No terceiro dia surgiu uma solução mais criativa. Desmancharam o muro e o reconstruíram no sentido longitudinal, agora os dois grupos tinham acesso à entrada da caverna. E também, pela primeira vez, surgiu o caminho do meio, o ternário equilibrante, que se propunha conciliar os opostos: surgiram os ovogalinhistas, que apregoavam que tanto fazia, que não valia a pena brigar por isso, que por mais que parecesse que o ovo tinha chegado primeiro, nada poderia ser provado mesmo. E a paz se fez.

Mas só por um par de dias, porque logo surgiu a corrente dos galinhovistas. Estes concordavam com os ovogalinhistas, diziam que tanto fazia, que não valia a pena brigar por isso, que por mais que as evidências apontassem para a chegada anterior da galinha, nada poderia ser provado mesmo.

Acabaram dividindo cada metade da caverna ao meio, agora precisavam acomodar os galinhistas, os ovistas, os galinhovistas e os ovogalinhistas. O cisma chegava ao seu máximo, a divisão era extrema. Estes dois últimos grupos chamavam-se igualmente de pacificadores. Apregoavam que estavam ali para fazer a paz, de forma que a briga seguinte, das mais feias, foi entre esses arautos da paz, para decidir na porrada quem era de fato o grupo mais pacífico. Foi a primeira vez que se ouviu a expressão “lutar pela paz”.
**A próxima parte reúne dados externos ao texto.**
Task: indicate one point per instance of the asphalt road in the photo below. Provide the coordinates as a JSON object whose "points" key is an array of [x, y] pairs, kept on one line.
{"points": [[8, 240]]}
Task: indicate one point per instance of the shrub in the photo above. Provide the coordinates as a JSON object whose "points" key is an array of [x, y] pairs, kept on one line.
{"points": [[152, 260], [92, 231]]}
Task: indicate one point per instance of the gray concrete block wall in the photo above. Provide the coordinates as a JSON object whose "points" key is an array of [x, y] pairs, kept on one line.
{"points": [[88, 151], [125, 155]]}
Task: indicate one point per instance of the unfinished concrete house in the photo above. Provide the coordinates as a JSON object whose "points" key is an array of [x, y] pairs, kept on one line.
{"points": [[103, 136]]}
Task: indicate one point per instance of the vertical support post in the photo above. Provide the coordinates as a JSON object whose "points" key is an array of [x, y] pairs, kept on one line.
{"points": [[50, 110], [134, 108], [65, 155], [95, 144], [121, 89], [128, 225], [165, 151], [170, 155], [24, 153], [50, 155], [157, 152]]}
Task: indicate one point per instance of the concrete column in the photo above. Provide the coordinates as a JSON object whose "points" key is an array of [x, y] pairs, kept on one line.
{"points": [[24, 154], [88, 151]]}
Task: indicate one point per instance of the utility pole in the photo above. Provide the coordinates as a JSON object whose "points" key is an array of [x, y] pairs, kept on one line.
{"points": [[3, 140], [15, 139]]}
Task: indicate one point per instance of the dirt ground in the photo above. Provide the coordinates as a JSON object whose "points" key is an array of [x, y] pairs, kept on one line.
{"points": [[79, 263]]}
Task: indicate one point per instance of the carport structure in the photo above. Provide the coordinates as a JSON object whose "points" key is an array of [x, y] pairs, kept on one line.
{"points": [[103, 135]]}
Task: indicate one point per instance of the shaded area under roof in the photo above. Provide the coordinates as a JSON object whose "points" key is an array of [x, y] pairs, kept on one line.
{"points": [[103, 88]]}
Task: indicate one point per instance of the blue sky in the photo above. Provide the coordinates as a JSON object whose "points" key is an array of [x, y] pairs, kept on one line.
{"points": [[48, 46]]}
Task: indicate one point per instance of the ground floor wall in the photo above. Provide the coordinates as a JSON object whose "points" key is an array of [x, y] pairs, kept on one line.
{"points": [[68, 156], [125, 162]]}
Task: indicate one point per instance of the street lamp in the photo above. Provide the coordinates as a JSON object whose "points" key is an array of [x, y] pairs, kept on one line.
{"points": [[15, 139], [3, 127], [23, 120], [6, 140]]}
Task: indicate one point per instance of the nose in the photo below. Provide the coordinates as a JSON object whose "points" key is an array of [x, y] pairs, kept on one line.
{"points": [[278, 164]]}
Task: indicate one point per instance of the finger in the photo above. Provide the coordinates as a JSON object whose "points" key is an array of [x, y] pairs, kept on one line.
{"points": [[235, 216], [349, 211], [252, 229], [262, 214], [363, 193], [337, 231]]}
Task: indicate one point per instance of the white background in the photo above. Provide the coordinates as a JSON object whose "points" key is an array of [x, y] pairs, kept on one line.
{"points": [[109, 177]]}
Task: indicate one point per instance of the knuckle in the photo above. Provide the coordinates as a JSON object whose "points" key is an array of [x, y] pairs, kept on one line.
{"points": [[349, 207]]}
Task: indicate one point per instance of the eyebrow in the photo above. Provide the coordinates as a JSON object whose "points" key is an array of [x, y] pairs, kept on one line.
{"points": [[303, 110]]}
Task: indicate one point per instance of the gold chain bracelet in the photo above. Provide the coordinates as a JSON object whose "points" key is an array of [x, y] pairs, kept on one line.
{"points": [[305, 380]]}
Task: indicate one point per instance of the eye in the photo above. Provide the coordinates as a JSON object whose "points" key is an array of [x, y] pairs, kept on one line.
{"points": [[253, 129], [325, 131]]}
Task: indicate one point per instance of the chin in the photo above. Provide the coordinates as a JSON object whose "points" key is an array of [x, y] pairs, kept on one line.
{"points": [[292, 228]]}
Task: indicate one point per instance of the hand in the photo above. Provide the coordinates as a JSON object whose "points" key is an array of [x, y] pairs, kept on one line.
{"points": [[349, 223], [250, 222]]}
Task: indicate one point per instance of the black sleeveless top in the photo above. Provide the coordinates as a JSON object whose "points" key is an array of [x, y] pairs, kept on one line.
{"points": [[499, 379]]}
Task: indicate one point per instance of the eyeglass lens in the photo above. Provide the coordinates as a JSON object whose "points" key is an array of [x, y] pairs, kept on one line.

Por fim, antes que todos se exterminassem mutuamente, uma pessoa mais lúcida veio com a solução: comeram todos os ovos, devoraram todas as galinhas, e galinhas e ovos viraram tabu para todos os quatro clãs que daquele cisma se originaram. Até hoje seus descendentes não podem comer nem galináceos nem seu ovos, embora haja relatos de que hoje existam grupos adolescentes rebeldes que cheiram gemada escondidos.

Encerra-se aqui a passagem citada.